Le seul chemin viable est celui de relations politiques et diplomatiques et de pressions fermes continues sur les pays qui exercent une influence directe sur les talibans pour poser les conditions politiques, sociales, humaines de ces relations et d'échanges. Les talibans ont annoncé une amnistie, le rôle d'un pays comme la France est de veiller à son effectivité, de veiller au maintien des droits des femmes, du droit à l'éducation, des libertés de la presse mais aussi d'expression et d'organisation politique, tout comme de travailler à l'éradication de la culture du pavot par la conversion de l'agriculture afghane et le développement économique du pays. Il ne s'agit pas de confiance ou de méfiance mais la nécessité de rapport politique, car tout changement de régime doit redevenir pleinement l'affaire des Afghans eux-mêmes. Les forces de gauche afghanes ont besoin de notre solidarité et de notre soutien ; elles ont pleinement conscience de la nature du régime, elles le connaissent suffisamment pour considérer que le pire pour le peuple afghan et pour les forces sociales et démocratiques du pays serait à présent une nouvelle guerre civile. Rien ne serait plus criminel que de réarmer les factions rivales et autres moudjahiddines alors que le besoin pressant des Afghans est de construire une alternative démocratique et de gauche aux talibans en particulier, et aux islamistes en général.

Cette défaite monumentale de la stratégie impériale de « guerre au terrorisme » met à nu les évolutions de l'ordre international que nous sommes en train de vivre.
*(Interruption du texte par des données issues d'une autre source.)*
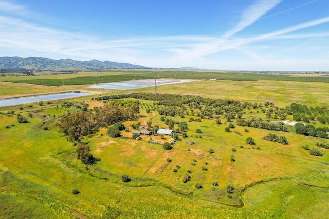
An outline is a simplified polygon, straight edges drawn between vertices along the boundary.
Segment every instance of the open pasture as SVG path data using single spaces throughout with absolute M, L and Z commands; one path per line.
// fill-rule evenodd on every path
M 10 92 L 6 91 L 7 95 L 20 94 L 15 93 L 14 89 L 23 93 L 28 87 L 35 93 L 43 88 L 57 91 L 72 87 L 3 83 L 14 86 Z M 263 103 L 267 110 L 269 107 L 264 106 L 266 101 L 283 108 L 292 102 L 315 108 L 328 107 L 326 85 L 200 80 L 164 85 L 157 87 L 157 91 Z M 152 93 L 154 89 L 136 90 Z M 125 92 L 111 91 L 106 95 Z M 325 207 L 329 191 L 329 151 L 321 149 L 323 156 L 315 157 L 301 148 L 308 144 L 318 148 L 315 143 L 329 144 L 327 139 L 297 135 L 292 127 L 288 132 L 283 132 L 241 126 L 235 119 L 227 121 L 223 115 L 215 115 L 219 116 L 221 124 L 216 124 L 215 118 L 193 121 L 199 118 L 196 113 L 205 109 L 205 105 L 201 110 L 194 109 L 194 115 L 185 114 L 181 118 L 178 115 L 159 115 L 158 110 L 167 106 L 156 104 L 157 101 L 119 99 L 119 102 L 138 100 L 140 113 L 134 120 L 123 122 L 129 132 L 122 131 L 121 134 L 127 138 L 110 137 L 107 127 L 104 127 L 83 139 L 90 146 L 90 153 L 100 159 L 86 168 L 77 159 L 76 146 L 58 132 L 57 123 L 61 115 L 81 111 L 84 104 L 89 105 L 89 111 L 106 104 L 106 101 L 90 100 L 104 95 L 79 98 L 79 102 L 84 102 L 82 105 L 73 102 L 70 104 L 71 101 L 66 100 L 44 106 L 23 106 L 23 110 L 20 106 L 0 109 L 3 113 L 0 115 L 0 207 L 3 210 L 0 217 L 75 218 L 76 215 L 80 218 L 322 218 L 329 213 Z M 14 113 L 7 113 L 11 110 Z M 190 110 L 188 111 L 191 113 Z M 243 119 L 268 119 L 261 108 L 246 108 L 244 112 Z M 19 123 L 17 114 L 29 122 Z M 152 120 L 152 127 L 168 128 L 161 121 L 162 117 L 188 124 L 188 130 L 179 132 L 181 140 L 176 141 L 172 150 L 147 142 L 148 136 L 141 135 L 140 141 L 131 139 L 131 131 L 134 130 L 131 125 L 138 122 L 147 127 L 148 121 Z M 286 119 L 293 121 L 292 115 Z M 225 127 L 230 123 L 235 127 L 226 132 Z M 328 126 L 316 120 L 310 124 Z M 178 125 L 175 124 L 174 129 Z M 182 137 L 184 132 L 188 136 L 186 138 Z M 264 140 L 269 133 L 286 137 L 289 144 Z M 256 144 L 247 144 L 248 137 L 254 139 Z M 171 138 L 152 137 L 161 142 Z M 188 144 L 189 142 L 195 144 Z M 213 153 L 209 152 L 210 148 Z M 184 183 L 186 173 L 190 178 Z M 125 174 L 131 181 L 122 182 L 121 176 Z M 212 185 L 214 181 L 217 186 Z M 197 182 L 202 188 L 195 188 Z M 231 193 L 226 189 L 229 184 L 234 187 Z M 74 195 L 73 189 L 80 193 Z

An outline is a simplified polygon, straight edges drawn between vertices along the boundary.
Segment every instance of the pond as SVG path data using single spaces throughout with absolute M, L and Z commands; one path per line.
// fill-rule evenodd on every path
M 7 106 L 13 105 L 24 104 L 25 103 L 39 102 L 40 100 L 46 101 L 48 100 L 59 100 L 61 99 L 70 98 L 72 97 L 82 97 L 90 95 L 87 93 L 66 93 L 63 94 L 52 94 L 49 95 L 36 96 L 20 98 L 8 99 L 0 100 L 0 106 Z

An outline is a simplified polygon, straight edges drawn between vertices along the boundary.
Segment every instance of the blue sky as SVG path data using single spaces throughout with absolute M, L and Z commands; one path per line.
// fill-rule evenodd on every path
M 329 1 L 0 0 L 0 56 L 329 71 Z

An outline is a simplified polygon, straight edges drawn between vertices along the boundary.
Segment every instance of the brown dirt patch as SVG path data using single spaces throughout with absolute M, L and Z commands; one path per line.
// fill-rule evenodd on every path
M 190 151 L 197 157 L 199 157 L 204 154 L 204 152 L 199 149 L 190 149 Z
M 112 140 L 109 140 L 108 141 L 101 142 L 99 144 L 100 144 L 100 146 L 97 148 L 95 151 L 94 153 L 95 154 L 100 155 L 102 151 L 103 151 L 105 149 L 107 148 L 110 144 L 113 143 L 116 143 L 116 141 L 113 141 Z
Comme l'écrit – mais pour s'en désoler – un ancien ministre de droite, Pierre Lellouche, ancien président de l'assemblée parlementaire de l'OTAN, « c'est un coup terrible pour ce que l'Occident était censé représenter en tant que producteur de valeurs universelles pour les peuples du monde ». L'image était déjà bien flétrie en Occident même puisque seuls 17% des individus, dans les opinions publiques des pays membres de l'OTAN, considèrent les Etats-Unis comme un « bon modèle de démocratie » (Pew Research Center, étude publiée le 10 juin 2021). Ce qui se passe en Afghanistan nous concerne donc bien au-delà de notre solidarité avec les Afghan-e-s et l'Afghanistan, et des espoirs que nous plaçons dans son émancipation prochaine malgré les vingt ans de retard que les puissances occidentales lui ont infligés.